Both Reynolds American and Philip Morris International offer dividend investors big payouts. Currently, Philip Morris International has a dividend yield of more than 4%. That compares favorably to the 3.3% Reynolds American boasts right now.
However, there's another twist many will see as being beneficial to Reynolds American. Right now, Philip Morris is paying out 95% of its earnings in the form of dividends, and it has suspended buybacks of its stock in light of currency-based earnings headwinds. By contrast, Reynolds is paying out just 30% of its trailing earnings, and although those figures are temporarily inflated, even its forward-looking payout ratio is less.

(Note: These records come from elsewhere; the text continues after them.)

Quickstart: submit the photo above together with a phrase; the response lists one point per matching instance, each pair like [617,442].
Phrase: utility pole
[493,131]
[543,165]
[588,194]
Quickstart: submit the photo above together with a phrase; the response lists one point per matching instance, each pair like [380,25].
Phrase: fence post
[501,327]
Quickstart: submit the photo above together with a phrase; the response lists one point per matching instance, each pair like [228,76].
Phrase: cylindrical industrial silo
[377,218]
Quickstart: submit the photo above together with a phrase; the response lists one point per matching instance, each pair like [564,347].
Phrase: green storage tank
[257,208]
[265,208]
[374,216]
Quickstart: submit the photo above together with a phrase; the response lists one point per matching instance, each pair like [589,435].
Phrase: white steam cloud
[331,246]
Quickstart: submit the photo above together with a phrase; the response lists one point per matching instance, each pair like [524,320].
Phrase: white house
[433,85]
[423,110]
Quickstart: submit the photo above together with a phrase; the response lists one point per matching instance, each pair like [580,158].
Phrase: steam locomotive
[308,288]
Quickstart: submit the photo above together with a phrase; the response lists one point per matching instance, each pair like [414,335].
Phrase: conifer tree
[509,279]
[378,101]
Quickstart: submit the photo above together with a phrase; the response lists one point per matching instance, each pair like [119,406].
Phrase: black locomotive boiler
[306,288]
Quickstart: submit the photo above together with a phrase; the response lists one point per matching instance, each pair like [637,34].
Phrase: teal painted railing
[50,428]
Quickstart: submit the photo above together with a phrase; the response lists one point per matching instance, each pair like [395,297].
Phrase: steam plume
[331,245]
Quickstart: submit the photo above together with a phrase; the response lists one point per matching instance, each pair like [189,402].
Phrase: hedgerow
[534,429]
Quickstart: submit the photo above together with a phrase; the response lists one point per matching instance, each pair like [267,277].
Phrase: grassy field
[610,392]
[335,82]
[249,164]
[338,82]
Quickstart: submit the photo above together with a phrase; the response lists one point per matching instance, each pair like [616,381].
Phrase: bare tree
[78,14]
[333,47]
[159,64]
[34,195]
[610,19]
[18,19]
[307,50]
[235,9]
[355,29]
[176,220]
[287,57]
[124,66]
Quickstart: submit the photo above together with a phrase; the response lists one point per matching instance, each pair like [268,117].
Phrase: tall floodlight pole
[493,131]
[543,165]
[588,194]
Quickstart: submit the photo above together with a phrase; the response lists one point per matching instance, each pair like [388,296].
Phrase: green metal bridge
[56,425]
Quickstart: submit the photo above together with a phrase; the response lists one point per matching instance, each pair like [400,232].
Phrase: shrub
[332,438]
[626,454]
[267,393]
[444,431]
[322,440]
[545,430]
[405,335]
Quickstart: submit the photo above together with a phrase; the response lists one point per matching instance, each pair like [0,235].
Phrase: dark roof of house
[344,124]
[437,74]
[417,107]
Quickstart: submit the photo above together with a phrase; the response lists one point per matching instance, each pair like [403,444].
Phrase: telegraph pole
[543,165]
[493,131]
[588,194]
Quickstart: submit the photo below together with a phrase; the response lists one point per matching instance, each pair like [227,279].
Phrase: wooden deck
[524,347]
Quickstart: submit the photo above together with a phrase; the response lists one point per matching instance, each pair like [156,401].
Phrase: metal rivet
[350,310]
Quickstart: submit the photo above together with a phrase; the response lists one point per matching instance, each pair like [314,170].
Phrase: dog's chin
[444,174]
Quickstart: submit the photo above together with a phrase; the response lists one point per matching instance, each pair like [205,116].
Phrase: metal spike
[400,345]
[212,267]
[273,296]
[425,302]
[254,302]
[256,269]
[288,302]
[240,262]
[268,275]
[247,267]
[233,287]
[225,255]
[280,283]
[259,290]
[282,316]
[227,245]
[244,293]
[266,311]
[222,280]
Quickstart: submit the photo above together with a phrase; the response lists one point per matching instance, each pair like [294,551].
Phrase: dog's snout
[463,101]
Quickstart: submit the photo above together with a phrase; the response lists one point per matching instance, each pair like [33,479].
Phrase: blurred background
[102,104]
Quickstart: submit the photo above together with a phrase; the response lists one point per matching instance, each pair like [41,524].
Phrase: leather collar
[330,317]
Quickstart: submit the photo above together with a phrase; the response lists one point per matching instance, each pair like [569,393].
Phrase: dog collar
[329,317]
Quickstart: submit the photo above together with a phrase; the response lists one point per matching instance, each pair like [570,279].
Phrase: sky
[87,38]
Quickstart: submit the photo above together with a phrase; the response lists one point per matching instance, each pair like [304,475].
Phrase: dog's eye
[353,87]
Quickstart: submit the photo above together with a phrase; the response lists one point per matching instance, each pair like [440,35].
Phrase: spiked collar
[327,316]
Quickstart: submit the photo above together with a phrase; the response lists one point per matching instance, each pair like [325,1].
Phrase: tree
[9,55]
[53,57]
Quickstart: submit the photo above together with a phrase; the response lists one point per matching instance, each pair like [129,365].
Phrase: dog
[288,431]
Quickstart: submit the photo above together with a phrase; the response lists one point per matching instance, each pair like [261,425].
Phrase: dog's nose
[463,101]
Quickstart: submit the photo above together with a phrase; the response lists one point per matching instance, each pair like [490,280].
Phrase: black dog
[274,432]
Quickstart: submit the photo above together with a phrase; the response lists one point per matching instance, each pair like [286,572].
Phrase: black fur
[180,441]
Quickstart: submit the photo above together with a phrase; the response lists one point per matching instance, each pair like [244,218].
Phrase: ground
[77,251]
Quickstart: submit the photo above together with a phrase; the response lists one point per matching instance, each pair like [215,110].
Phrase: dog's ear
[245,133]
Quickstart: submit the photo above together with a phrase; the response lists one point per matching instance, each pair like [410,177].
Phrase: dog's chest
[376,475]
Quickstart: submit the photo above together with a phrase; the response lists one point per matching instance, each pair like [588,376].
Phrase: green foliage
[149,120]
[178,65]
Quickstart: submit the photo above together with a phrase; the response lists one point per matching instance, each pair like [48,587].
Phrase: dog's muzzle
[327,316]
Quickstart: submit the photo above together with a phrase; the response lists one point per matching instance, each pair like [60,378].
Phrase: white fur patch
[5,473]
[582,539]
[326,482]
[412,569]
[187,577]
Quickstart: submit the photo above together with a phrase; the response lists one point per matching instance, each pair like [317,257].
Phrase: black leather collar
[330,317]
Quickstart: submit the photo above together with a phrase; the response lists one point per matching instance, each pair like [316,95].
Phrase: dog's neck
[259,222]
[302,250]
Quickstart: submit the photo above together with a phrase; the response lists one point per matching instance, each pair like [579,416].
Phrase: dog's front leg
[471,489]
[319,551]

Moreover, both Reynolds American and Philip Morris have produced long-term dividend growth. Reynolds American has tripled its quarterly dividend over the past decade and made annual increases to its dividend every year during that period. Since going public, Philip Morris has more than doubled its quarterly payouts. The countervailing considerations make both stocks good on the dividend front, albeit in different ways.
Growth and fundamentals
The big difference in the two companies comes in their fundamental performance and growth prospects. Philip Morris has struggled under currency issues, but Reynolds American has made the most of its Lorillard merger.
In its most recent quarter, Philip Morris International suffered an 8% drop in revenue, and that sent net income down by an even steeper 15%. Cigarette shipment volumes declined, and the company saw weaker results in all of its geographical regions. CEO Andre Calantzopoulos blamed part of the poor-looking performance on unusual strength in the year-earlier quarter, however, and the company raised its earnings guidance because of a more favorable outlook for the U.S. dollar. If currency impacts subside, investors hope Philip Morris can once again grow its bottom line at a healthy clip.
By contrast, Reynolds American is growing quickly. Adjusted earnings were up 16% from year-ago levels, and the company reaffirmed its guidance for the full 2016 year. The sale of Reynolds American's Natural American Spirit business outside the U.S. takes the company out of direct competition with Philip Morris on the ultra-premium cigarette front, and Reynolds American also boosted its dividend by a sixth. Investors were also pleased that CEO Susan Cameron will remain beyond her original departure date to oversee the full integration of Lorillard's Newport brand into the Reynolds American arsenal.
Currently, using these metrics, Reynolds American looks like the better buy between these two stocks. Philip Morris is in a position to bounce back in time, but investors won't see a full turnaround until foreign currencies start to gain some ground against the U.S. dollar.